How to get specific text from a pdf

Hello all,
I am trying to get particular text(QuoteNumber) from a pdf from a folder called ‘Data’ in my current directory. I am using anchorGetDatafromPDF.xaml (6.8 KB) base to get my text but somehow i am not getting the desired output.Kindly help me out.

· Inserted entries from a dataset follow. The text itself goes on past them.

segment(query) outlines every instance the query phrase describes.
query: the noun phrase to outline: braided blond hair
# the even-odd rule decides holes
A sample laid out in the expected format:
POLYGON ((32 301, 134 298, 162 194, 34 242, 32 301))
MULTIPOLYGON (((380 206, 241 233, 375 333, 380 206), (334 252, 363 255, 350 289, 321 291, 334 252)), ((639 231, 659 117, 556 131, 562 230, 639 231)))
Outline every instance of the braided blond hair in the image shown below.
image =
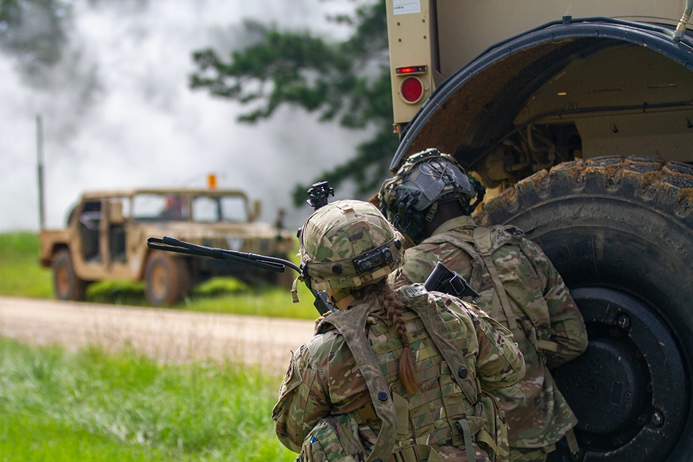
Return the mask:
POLYGON ((404 308, 404 305, 397 299, 394 291, 385 281, 366 286, 358 291, 353 291, 352 294, 357 299, 362 298, 383 307, 404 347, 402 355, 399 358, 399 380, 407 393, 416 394, 421 390, 421 387, 414 367, 415 355, 409 343, 407 326, 402 317, 402 308, 404 308))

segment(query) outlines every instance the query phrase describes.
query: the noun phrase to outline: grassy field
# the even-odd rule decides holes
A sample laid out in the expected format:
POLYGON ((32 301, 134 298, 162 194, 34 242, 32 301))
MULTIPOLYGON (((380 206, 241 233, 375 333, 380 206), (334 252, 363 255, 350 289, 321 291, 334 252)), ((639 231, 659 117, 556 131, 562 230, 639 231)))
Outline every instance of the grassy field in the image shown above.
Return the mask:
MULTIPOLYGON (((0 295, 52 299, 35 233, 0 233, 0 295)), ((217 279, 181 309, 314 319, 310 292, 217 279)), ((142 284, 92 284, 87 301, 144 306, 142 284)), ((1 461, 293 461, 274 434, 281 377, 231 364, 158 364, 0 337, 1 461)))
MULTIPOLYGON (((35 233, 0 233, 0 295, 52 299, 50 269, 39 260, 39 240, 35 233)), ((287 271, 292 271, 287 269, 287 271)), ((301 301, 293 303, 288 290, 251 287, 232 278, 216 278, 201 284, 173 308, 192 311, 315 319, 313 296, 299 284, 301 301)), ((87 301, 146 306, 143 283, 101 281, 91 284, 87 301)))
POLYGON ((270 418, 279 384, 230 364, 0 337, 0 459, 292 461, 270 418))

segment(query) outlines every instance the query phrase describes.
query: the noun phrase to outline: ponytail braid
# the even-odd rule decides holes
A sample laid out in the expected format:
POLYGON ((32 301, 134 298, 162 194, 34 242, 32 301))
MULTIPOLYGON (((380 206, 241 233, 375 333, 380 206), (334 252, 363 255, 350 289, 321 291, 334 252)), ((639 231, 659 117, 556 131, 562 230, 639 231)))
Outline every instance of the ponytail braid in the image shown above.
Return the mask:
POLYGON ((415 395, 421 390, 421 388, 414 368, 414 350, 412 349, 412 346, 409 343, 407 326, 402 317, 402 308, 404 305, 397 299, 394 291, 385 281, 365 287, 365 289, 367 291, 367 296, 372 298, 374 301, 385 308, 387 319, 392 323, 392 326, 397 332, 397 337, 402 342, 403 350, 402 355, 399 358, 399 380, 402 382, 407 393, 415 395), (372 290, 368 290, 370 287, 372 287, 372 290))

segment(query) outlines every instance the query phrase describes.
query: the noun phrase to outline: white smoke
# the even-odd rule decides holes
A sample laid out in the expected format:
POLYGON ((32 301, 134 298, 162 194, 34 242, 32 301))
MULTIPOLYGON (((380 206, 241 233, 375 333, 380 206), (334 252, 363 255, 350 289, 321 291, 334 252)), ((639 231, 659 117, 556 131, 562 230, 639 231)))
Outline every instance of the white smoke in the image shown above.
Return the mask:
POLYGON ((352 155, 366 135, 288 108, 239 124, 247 108, 188 89, 191 52, 211 46, 225 56, 245 44, 238 31, 247 18, 343 38, 348 31, 325 17, 353 8, 348 0, 73 2, 60 60, 40 85, 22 72, 26 58, 0 53, 0 231, 38 229, 40 114, 49 228, 64 226, 85 190, 204 186, 209 173, 219 187, 261 199, 263 220, 283 208, 298 226, 308 211, 291 205, 294 186, 352 155))

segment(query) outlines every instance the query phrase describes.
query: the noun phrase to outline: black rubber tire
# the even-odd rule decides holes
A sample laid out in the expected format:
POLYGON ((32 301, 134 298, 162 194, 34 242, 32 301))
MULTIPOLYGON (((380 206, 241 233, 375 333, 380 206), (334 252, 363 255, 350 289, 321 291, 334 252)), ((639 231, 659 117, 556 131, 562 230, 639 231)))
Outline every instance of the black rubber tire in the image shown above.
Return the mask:
POLYGON ((190 290, 191 272, 185 260, 166 252, 149 254, 144 269, 145 296, 153 306, 169 306, 190 290))
MULTIPOLYGON (((633 391, 642 400, 633 412, 664 407, 638 418, 624 417, 630 436, 613 437, 597 449, 581 444, 578 460, 693 460, 692 212, 690 165, 649 157, 602 157, 536 173, 475 215, 481 224, 513 224, 542 247, 585 316, 590 339, 584 356, 598 359, 606 344, 624 349, 633 357, 626 362, 632 362, 634 373, 642 377, 638 383, 644 386, 640 388, 647 389, 633 391), (618 317, 624 314, 620 326, 618 317), (640 334, 629 330, 633 326, 635 331, 635 324, 640 334), (664 339, 653 342, 651 337, 664 339), (644 345, 648 342, 651 345, 644 345), (653 354, 660 355, 660 360, 648 357, 650 348, 657 350, 653 354), (660 404, 663 400, 666 405, 660 404)), ((593 365, 574 368, 571 378, 583 384, 591 380, 593 365)), ((574 409, 587 407, 595 419, 608 418, 603 402, 575 402, 566 397, 574 409)), ((593 435, 585 434, 583 441, 592 444, 593 435)))
POLYGON ((58 251, 51 266, 55 298, 58 300, 83 301, 87 297, 87 283, 75 274, 69 251, 67 249, 58 251))

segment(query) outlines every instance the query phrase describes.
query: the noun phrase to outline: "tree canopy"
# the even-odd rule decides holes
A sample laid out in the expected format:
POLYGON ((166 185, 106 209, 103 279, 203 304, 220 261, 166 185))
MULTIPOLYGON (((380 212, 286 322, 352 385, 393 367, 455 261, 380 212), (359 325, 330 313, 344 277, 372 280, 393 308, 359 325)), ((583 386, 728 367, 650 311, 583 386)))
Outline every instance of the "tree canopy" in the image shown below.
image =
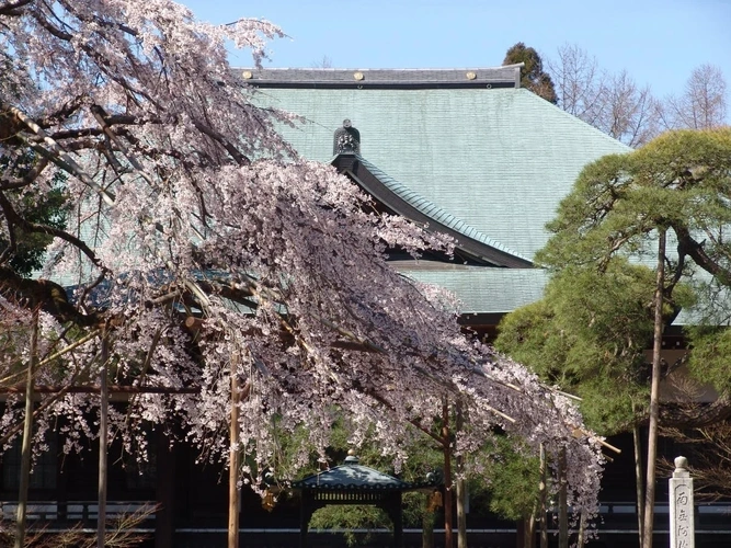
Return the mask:
MULTIPOLYGON (((652 258, 662 228, 674 246, 664 258, 665 323, 683 311, 689 366, 728 392, 721 350, 730 336, 730 192, 731 128, 670 132, 587 165, 536 255, 555 274, 545 298, 509 316, 500 347, 552 381, 583 384, 604 411, 625 395, 641 396, 648 378, 642 351, 652 338, 652 258)), ((620 407, 627 410, 631 399, 620 407)), ((722 397, 718 406, 728 412, 726 402, 722 397)), ((593 425, 602 427, 609 416, 597 419, 593 425)), ((603 427, 613 431, 628 419, 619 413, 603 427)))
POLYGON ((290 472, 275 432, 305 427, 295 465, 310 445, 324 450, 334 406, 354 444, 375 435, 398 460, 406 424, 427 427, 459 398, 470 419, 460 450, 495 425, 534 448, 568 446, 574 507, 595 510, 601 456, 576 409, 465 339, 452 298, 385 260, 389 247, 418 255, 450 242, 373 214, 333 168, 299 158, 275 130, 298 118, 256 106, 230 70, 226 41, 260 60, 275 25, 214 26, 167 0, 18 0, 0 5, 0 27, 12 67, 0 80, 0 151, 43 159, 22 176, 0 173, 3 230, 54 238, 41 279, 0 269, 0 322, 15 350, 0 356, 4 424, 23 413, 8 379, 36 352, 38 436, 58 415, 66 450, 94 436, 87 418, 106 368, 127 402, 110 409, 111 435, 129 445, 150 424, 181 424, 226 461, 233 376, 238 448, 255 464, 240 475, 256 484, 267 467, 290 472), (20 189, 48 199, 59 173, 65 227, 8 198, 20 189), (59 284, 73 287, 70 300, 59 284), (31 349, 15 328, 31 329, 38 308, 31 349))
POLYGON ((505 53, 503 65, 517 65, 518 62, 524 64, 521 67, 521 85, 546 101, 556 103, 553 81, 550 75, 544 70, 544 61, 538 52, 533 47, 526 47, 523 42, 518 42, 505 53))

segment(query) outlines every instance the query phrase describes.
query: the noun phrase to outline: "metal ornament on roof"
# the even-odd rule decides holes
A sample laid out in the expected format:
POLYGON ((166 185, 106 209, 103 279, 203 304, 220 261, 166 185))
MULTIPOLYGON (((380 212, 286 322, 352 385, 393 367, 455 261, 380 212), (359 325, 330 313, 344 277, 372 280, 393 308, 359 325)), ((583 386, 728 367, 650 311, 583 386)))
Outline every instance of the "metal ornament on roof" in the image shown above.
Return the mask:
POLYGON ((359 155, 361 132, 353 127, 351 121, 345 118, 343 126, 335 129, 332 140, 333 155, 359 155))

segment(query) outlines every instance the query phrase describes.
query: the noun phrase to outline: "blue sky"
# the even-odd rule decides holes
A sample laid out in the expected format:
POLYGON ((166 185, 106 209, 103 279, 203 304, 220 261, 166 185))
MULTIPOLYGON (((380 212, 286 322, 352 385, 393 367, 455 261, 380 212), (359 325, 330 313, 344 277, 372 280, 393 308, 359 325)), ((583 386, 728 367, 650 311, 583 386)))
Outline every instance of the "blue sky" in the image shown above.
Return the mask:
MULTIPOLYGON (((516 42, 545 58, 566 43, 627 71, 655 95, 679 93, 693 68, 712 64, 731 85, 731 0, 185 0, 198 19, 261 18, 288 38, 269 67, 494 67, 516 42)), ((231 62, 250 66, 238 53, 231 62)))

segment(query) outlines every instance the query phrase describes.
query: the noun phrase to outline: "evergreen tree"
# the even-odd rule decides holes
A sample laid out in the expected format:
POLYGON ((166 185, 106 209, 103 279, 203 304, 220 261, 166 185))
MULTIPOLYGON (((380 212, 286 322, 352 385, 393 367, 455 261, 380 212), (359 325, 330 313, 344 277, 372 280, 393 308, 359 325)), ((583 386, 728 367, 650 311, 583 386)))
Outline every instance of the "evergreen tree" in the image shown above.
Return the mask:
POLYGON ((524 64, 521 68, 521 85, 556 104, 553 81, 550 75, 544 70, 544 61, 538 52, 532 47, 526 47, 523 42, 518 42, 505 53, 503 65, 516 65, 518 62, 524 64))

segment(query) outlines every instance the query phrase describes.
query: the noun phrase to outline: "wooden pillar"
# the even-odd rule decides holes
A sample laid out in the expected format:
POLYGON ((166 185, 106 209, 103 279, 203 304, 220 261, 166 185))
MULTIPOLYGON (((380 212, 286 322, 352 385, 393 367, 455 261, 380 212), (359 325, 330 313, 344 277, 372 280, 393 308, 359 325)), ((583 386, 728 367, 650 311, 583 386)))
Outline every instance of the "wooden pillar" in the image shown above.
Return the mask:
POLYGON ((228 548, 239 548, 239 374, 231 356, 231 424, 228 471, 228 548))
POLYGON ((540 444, 540 483, 538 492, 540 493, 540 548, 548 548, 548 486, 546 473, 546 446, 540 444))
POLYGON ((652 381, 650 384, 650 423, 648 425, 648 461, 644 480, 644 524, 642 548, 652 548, 655 505, 655 465, 658 460, 658 430, 660 422, 660 376, 662 374, 662 306, 665 279, 665 229, 658 229, 658 273, 654 297, 654 330, 652 343, 652 381))
POLYGON ((569 548, 569 504, 566 447, 559 449, 559 548, 569 548))
POLYGON ((33 442, 33 378, 38 347, 38 311, 33 312, 31 331, 31 357, 25 380, 25 418, 23 420, 23 442, 21 446, 21 478, 18 493, 18 514, 15 521, 15 548, 25 546, 25 525, 27 513, 27 492, 31 486, 31 452, 33 442))
POLYGON ((156 431, 157 479, 155 494, 155 548, 173 548, 175 536, 175 453, 161 427, 156 431))
POLYGON ((104 548, 106 536, 106 478, 107 478, 107 454, 106 443, 108 438, 108 406, 110 395, 107 389, 106 367, 110 357, 108 332, 102 330, 102 372, 99 379, 101 401, 99 403, 99 500, 96 512, 96 548, 104 548))
POLYGON ((454 548, 452 530, 452 524, 454 523, 452 513, 452 447, 449 443, 449 406, 446 400, 442 407, 442 443, 444 449, 444 546, 446 548, 454 548))

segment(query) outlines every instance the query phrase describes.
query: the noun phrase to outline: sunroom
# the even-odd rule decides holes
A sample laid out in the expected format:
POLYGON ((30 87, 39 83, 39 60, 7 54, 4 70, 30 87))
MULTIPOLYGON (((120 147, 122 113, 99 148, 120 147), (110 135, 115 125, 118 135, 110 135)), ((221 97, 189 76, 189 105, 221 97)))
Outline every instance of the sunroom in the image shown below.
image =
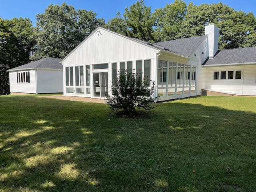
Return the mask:
POLYGON ((65 94, 105 98, 106 93, 111 91, 111 85, 114 84, 120 72, 136 72, 140 70, 144 76, 156 82, 157 89, 154 96, 158 96, 160 100, 195 95, 196 66, 160 59, 156 69, 152 66, 152 60, 66 67, 65 94))
MULTIPOLYGON (((155 82, 159 100, 200 94, 190 57, 98 28, 62 61, 64 94, 106 98, 120 72, 138 72, 155 82)), ((151 83, 151 86, 152 83, 151 83)))

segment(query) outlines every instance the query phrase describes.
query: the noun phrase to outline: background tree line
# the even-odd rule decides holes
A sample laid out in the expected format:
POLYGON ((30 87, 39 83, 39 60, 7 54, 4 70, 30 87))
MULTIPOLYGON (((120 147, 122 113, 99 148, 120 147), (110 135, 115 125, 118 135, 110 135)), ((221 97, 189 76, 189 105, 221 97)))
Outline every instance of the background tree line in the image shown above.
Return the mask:
POLYGON ((96 16, 64 3, 36 15, 36 27, 28 18, 0 18, 0 95, 10 93, 7 70, 47 57, 64 58, 99 26, 154 42, 203 35, 204 26, 214 23, 220 30, 219 49, 256 46, 253 14, 222 3, 187 6, 176 0, 152 12, 140 0, 106 23, 96 16))

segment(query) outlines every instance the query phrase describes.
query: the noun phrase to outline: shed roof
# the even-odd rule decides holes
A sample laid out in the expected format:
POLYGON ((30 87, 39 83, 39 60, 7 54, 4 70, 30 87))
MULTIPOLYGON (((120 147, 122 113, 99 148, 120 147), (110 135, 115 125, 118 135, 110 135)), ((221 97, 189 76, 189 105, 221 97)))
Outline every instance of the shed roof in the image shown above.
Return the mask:
POLYGON ((207 59, 203 65, 256 63, 256 47, 219 51, 213 58, 207 59))
POLYGON ((8 70, 8 71, 31 68, 62 69, 62 65, 60 63, 62 59, 47 57, 31 62, 8 70))
POLYGON ((207 36, 201 35, 159 42, 155 44, 168 49, 172 52, 188 57, 206 38, 207 36))

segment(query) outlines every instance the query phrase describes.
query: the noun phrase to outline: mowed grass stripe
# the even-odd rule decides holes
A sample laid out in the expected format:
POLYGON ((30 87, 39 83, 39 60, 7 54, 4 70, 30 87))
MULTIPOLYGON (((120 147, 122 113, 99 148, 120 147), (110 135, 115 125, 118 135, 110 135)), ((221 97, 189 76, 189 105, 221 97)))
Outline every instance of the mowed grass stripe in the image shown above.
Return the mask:
POLYGON ((154 105, 0 96, 0 191, 256 190, 256 97, 154 105))

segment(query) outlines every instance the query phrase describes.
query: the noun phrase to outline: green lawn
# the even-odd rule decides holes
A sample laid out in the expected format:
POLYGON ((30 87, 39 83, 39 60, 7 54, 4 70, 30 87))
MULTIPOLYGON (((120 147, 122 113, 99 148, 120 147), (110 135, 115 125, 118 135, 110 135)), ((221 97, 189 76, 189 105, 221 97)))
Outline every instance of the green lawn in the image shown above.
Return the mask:
POLYGON ((155 105, 0 96, 0 191, 256 191, 256 97, 155 105))

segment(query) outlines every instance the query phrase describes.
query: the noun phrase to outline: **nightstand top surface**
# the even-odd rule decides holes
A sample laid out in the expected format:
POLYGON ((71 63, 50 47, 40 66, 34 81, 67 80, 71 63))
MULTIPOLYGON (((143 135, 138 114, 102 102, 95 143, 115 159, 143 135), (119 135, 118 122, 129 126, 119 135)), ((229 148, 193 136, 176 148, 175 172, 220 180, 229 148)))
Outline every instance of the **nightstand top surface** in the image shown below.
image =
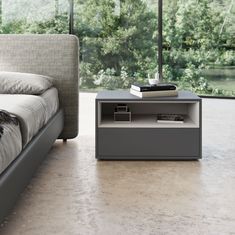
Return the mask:
POLYGON ((114 91, 100 91, 96 96, 96 100, 144 100, 144 101, 198 101, 201 100, 196 94, 192 93, 191 91, 179 91, 178 96, 167 96, 167 97, 151 97, 151 98, 140 98, 137 96, 132 95, 129 91, 121 91, 121 90, 114 90, 114 91))

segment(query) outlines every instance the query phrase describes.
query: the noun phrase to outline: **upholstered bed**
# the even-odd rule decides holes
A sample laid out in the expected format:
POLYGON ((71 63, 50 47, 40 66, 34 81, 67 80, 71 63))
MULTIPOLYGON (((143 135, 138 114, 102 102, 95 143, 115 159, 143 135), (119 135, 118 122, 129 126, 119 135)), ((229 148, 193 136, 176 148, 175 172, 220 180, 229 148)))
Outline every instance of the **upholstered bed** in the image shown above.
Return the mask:
POLYGON ((49 76, 53 87, 40 96, 0 94, 0 109, 13 115, 13 123, 0 126, 0 222, 54 141, 78 134, 78 40, 72 35, 0 35, 1 71, 49 76))

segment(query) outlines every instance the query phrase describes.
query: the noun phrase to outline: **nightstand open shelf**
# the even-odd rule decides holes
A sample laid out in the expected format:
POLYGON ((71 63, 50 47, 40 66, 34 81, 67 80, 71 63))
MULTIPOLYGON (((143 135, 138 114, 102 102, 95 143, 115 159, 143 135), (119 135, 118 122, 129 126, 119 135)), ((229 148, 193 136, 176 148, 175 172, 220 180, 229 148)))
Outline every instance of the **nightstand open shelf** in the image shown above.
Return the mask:
POLYGON ((104 91, 96 98, 98 159, 201 158, 201 99, 191 92, 178 97, 141 99, 125 91, 104 91), (118 104, 130 122, 114 121, 118 104), (159 123, 157 114, 181 114, 183 123, 159 123))

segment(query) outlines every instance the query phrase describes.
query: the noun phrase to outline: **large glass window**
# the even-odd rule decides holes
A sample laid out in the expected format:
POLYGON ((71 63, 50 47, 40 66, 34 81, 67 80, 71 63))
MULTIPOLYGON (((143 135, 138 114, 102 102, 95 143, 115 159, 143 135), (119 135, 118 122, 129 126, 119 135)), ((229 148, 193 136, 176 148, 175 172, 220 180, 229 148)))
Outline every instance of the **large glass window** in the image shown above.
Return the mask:
POLYGON ((169 0, 164 77, 198 94, 235 95, 235 1, 169 0))
POLYGON ((129 88, 156 70, 157 3, 75 1, 83 88, 129 88))

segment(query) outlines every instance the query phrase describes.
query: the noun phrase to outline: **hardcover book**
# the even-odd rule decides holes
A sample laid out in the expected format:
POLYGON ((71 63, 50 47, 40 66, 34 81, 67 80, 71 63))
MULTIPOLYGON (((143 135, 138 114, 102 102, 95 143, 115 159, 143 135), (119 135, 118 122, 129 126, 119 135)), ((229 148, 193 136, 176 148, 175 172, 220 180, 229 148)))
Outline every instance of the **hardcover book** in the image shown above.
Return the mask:
POLYGON ((157 122, 159 123, 184 123, 184 115, 183 114, 157 114, 157 122))
POLYGON ((131 85, 131 89, 146 92, 146 91, 166 91, 166 90, 176 90, 176 86, 170 83, 160 83, 157 85, 140 85, 133 84, 131 85))
POLYGON ((130 93, 132 95, 138 96, 140 98, 147 97, 165 97, 165 96, 178 96, 177 90, 166 90, 166 91, 136 91, 134 89, 130 89, 130 93))

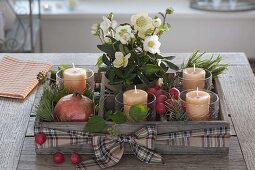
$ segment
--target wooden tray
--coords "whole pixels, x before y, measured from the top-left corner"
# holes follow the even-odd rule
[[[221,92],[221,87],[217,84],[218,81],[215,81],[216,92]],[[105,96],[105,87],[101,84],[101,93],[100,93],[100,107],[99,115],[103,116],[105,109],[113,104],[114,97]],[[219,95],[220,98],[220,120],[217,121],[169,121],[169,122],[159,122],[159,121],[150,121],[142,123],[125,123],[117,124],[117,128],[120,130],[121,134],[132,134],[137,130],[141,129],[145,125],[156,125],[158,134],[177,132],[184,130],[194,130],[194,129],[204,129],[204,128],[217,128],[217,127],[226,127],[230,128],[230,123],[228,120],[225,120],[226,113],[223,113],[222,107],[224,107],[223,95]],[[223,102],[221,102],[223,101]],[[35,126],[52,128],[52,129],[61,129],[65,130],[77,130],[84,131],[86,122],[41,122],[38,118],[35,121]],[[107,127],[111,127],[112,122],[107,122]],[[230,137],[226,143],[229,143]],[[41,149],[35,146],[37,154],[54,154],[57,151],[63,153],[79,152],[80,154],[93,154],[93,149],[91,144],[80,144],[80,145],[68,145],[61,148],[47,148]],[[165,144],[159,144],[156,142],[155,150],[161,154],[228,154],[229,147],[190,147],[190,146],[170,146]],[[129,144],[125,144],[125,154],[132,153],[129,147]]]

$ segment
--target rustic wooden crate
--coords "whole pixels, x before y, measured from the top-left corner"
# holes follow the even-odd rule
[[[215,90],[216,92],[221,92],[221,87],[217,84],[218,81],[215,81]],[[100,108],[99,115],[103,116],[105,109],[112,105],[114,96],[106,96],[104,91],[104,85],[101,85],[100,95]],[[137,130],[141,129],[145,125],[156,125],[158,134],[184,131],[184,130],[193,130],[193,129],[204,129],[204,128],[216,128],[216,127],[227,127],[230,128],[230,123],[226,119],[226,114],[223,113],[222,107],[224,103],[223,95],[219,95],[220,98],[220,118],[216,121],[169,121],[169,122],[159,122],[159,121],[150,121],[142,123],[125,123],[117,124],[117,128],[120,130],[121,134],[132,134]],[[52,129],[61,129],[65,130],[77,130],[83,131],[86,122],[41,122],[39,119],[36,119],[35,126],[52,128]],[[107,127],[111,127],[112,122],[107,122]],[[230,139],[229,139],[230,140]],[[63,153],[79,152],[80,154],[93,154],[93,149],[90,144],[80,144],[80,145],[68,145],[60,148],[48,148],[41,149],[37,146],[35,147],[37,154],[54,154],[56,151],[61,151]],[[155,150],[161,154],[228,154],[229,147],[187,147],[187,146],[169,146],[156,143]],[[131,149],[129,144],[125,144],[125,154],[131,154]]]

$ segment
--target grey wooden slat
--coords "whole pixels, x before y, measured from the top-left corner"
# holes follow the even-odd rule
[[[217,54],[217,53],[215,53]],[[248,60],[245,57],[244,53],[221,53],[224,57],[223,63],[227,63],[229,65],[248,65]],[[0,53],[0,58],[2,58],[5,53]],[[60,64],[69,64],[72,63],[78,65],[95,65],[97,58],[101,55],[101,53],[33,53],[31,55],[24,53],[17,54],[9,54],[13,57],[17,57],[20,59],[30,59],[30,60],[41,60],[51,62],[55,65]],[[174,63],[180,65],[184,59],[187,59],[191,54],[190,53],[165,53],[164,56],[176,56],[173,60]],[[208,53],[207,57],[210,57],[211,54]]]
[[[0,169],[16,169],[35,90],[25,99],[0,98]]]
[[[231,66],[220,76],[228,113],[248,169],[255,167],[255,77],[248,65]]]
[[[56,165],[52,160],[52,155],[36,155],[34,151],[34,139],[27,137],[20,157],[19,170],[34,169],[75,169],[69,161],[69,155],[65,155],[65,162]],[[83,160],[92,158],[92,155],[83,155]],[[164,155],[165,165],[148,165],[139,161],[134,155],[124,155],[113,170],[149,169],[149,170],[215,170],[233,169],[246,170],[243,156],[236,137],[231,138],[229,155]]]
[[[35,117],[30,117],[26,137],[33,137],[34,136],[34,125],[35,125]]]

Below is the pdf image for reference.


Thanks in advance.

1 Like

Hi @BXP

Use read pdf text with ocr activity and pass the value as string

Use is match and pass the input as strinput and pattern as (?<=QUOTE NUMBER:).* you ll be only that value

Thanjks
Ashwin S

1 Like

Hi @BXP,
Its tough to find using anchor base it may not be right.
1.Use the read PDF with OCR or Read PDF Text Activity from the pdf activities package in the manage packages.
2.Then you can extract the required text from the output string.
Cheers.
If you find it useful mark it as solution and close the thread.
Any queries ping me bro…
Vashisht.

Hello @AshwinS2,
Thanks for your suggestion, I am working on this so after the condition in Is Match satisfies i am getting the result as boolean but how do i get the Quote number next to it?

Regards,
BXP

Hi @BXP,
you can use the split function

@BXP,

I have created a workflow based on your requirement.
Please unzip the folder and check it out whether it is giving solution or not.

Thanks,
Mohanraj.SSplit.zip (268.1 KB)

1 Like

hello @Vashisht @Mohansadaiyapillai,

My pdf document has two pages with multiple line, so its hard to use split function.

Thanks,
BXP

Can you share the PDF?

Hey,

I dont have the access to share the pdf but i can send you the .txt file extracted from pdf.

Regards,
BXP

Hi @BXP

Try to use Flexi Abby if you have multiple format of pdf?

cheers :slight_smile:

Happy learning :smiley:

3 Likes

Yeah please share the txt file

Hello @Vashisht ,

The issue is resolved, i used Read PDF Text activity and converted to string and later used Regex to get that particular text from the pdf text.
In Assign activity

QuoteNo=System.Text.RegularExpressions.Regex.Match( PdfData,“(?<=QUOTE NUMBER:).*(?=DATE:)”).value

Then i got my quote number.

Regards,
BP

2 Likes

This topic was automatically closed 3 days after the last reply. New replies are no longer allowed.